Fragilité de tout équilibre de bonheur.
Plusieurs fois, des cyclones dévastateurs, des vagues tsunami, des colères de la Montagne Pelée toute proche, ont ébranlé cette belle assurance. Ainsi, le théâtre, très endommagé par un cyclone en 1891, venait seulement d’être remis en état en 1900, à la veille du drame qui emporta la ville et ses 28 000 habitants le 8 mai 1902…

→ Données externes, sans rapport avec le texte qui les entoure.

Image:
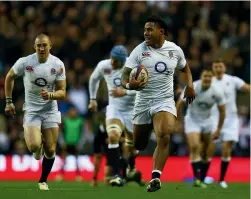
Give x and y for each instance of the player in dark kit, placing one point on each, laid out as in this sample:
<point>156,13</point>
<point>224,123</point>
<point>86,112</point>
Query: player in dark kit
<point>100,148</point>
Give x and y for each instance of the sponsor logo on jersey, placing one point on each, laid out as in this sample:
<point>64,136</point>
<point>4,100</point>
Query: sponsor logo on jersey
<point>53,71</point>
<point>146,54</point>
<point>29,68</point>
<point>61,71</point>
<point>41,82</point>
<point>107,71</point>
<point>170,53</point>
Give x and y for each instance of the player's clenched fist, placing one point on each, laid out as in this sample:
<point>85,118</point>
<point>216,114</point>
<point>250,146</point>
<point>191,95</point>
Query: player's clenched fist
<point>10,109</point>
<point>93,105</point>
<point>117,92</point>
<point>46,95</point>
<point>189,95</point>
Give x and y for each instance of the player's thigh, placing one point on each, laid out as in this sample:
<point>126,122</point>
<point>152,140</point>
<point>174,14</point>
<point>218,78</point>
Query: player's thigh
<point>50,138</point>
<point>141,135</point>
<point>230,130</point>
<point>114,127</point>
<point>227,148</point>
<point>33,137</point>
<point>163,123</point>
<point>193,140</point>
<point>128,126</point>
<point>206,142</point>
<point>32,129</point>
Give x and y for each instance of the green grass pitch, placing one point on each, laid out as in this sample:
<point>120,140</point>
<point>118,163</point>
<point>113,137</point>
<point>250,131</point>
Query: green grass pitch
<point>76,190</point>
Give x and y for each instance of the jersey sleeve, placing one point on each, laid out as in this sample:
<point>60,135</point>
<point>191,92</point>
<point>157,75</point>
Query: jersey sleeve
<point>133,60</point>
<point>95,78</point>
<point>19,66</point>
<point>238,82</point>
<point>220,98</point>
<point>61,72</point>
<point>181,60</point>
<point>182,95</point>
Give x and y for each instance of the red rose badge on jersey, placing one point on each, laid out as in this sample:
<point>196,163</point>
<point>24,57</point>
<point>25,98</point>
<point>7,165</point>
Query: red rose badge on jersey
<point>61,71</point>
<point>53,71</point>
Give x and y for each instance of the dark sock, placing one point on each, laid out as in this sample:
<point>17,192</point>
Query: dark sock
<point>155,174</point>
<point>77,167</point>
<point>46,168</point>
<point>224,166</point>
<point>196,169</point>
<point>123,166</point>
<point>131,161</point>
<point>113,157</point>
<point>203,170</point>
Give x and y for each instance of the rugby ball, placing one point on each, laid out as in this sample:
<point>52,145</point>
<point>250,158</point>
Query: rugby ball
<point>140,73</point>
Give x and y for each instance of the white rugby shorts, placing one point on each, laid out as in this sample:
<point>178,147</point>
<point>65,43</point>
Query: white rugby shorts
<point>144,111</point>
<point>125,117</point>
<point>198,126</point>
<point>42,119</point>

St Pierre n’est pas Pompéi, mais la tragédie qui s’y est déroulée laisse en proie aux mêmes émotions, aux mêmes interrogations….
Pour quelles raisons, alors que depuis un mois, les signes annonciateurs d’une éruption volcanique s’accumulaient, pour qu’elles raisons  les responsables de la cité n’ont-ils pas décidé une évacuation générale ?… Comment l’homme peut-il être aussi aveugle, aussi attaché à des intérêts secondaires ? Comment peut-on décider de bâtir à nouveau une nouvelle cité, sur l’emplacement des ruines de la précédente ?  La peur du toujours possible ne suffit-elle donc pas à dissuader ? L’expérience est de fait impuissante à protéger ? L’être humain est habité de résignation ? Fondamentalement fataliste ?
Ou bien existe-t-il une fascination pour la menace du danger qui nous dépasse ?…

Sentiment de malaise…
Une ville que je ne pourrais habiter, mi- construite, mi détruite, qui vit dans le souvenir de cette tragédie de 1902, une ville sans insouciance possible, entravée dans sa force de vie par la mémoire entretenue du danger, qui, sournois, peut sans prévenir répéter les cauchemars des siècles passés…
Étrange impression que de monter les marches de l’escalier du théâtre, de pénétrer dans un jeu de l’oie de pierres noires en ruine, de contempler la rade en songeant aux dizaines de navires dont les épaves achèvent de rouiller à quelques mètres du rivage…

Heureuse de retrouver le pont du bateau, d’où la vue sur la montagne pelée, aux contours si harmonieux, impressionne.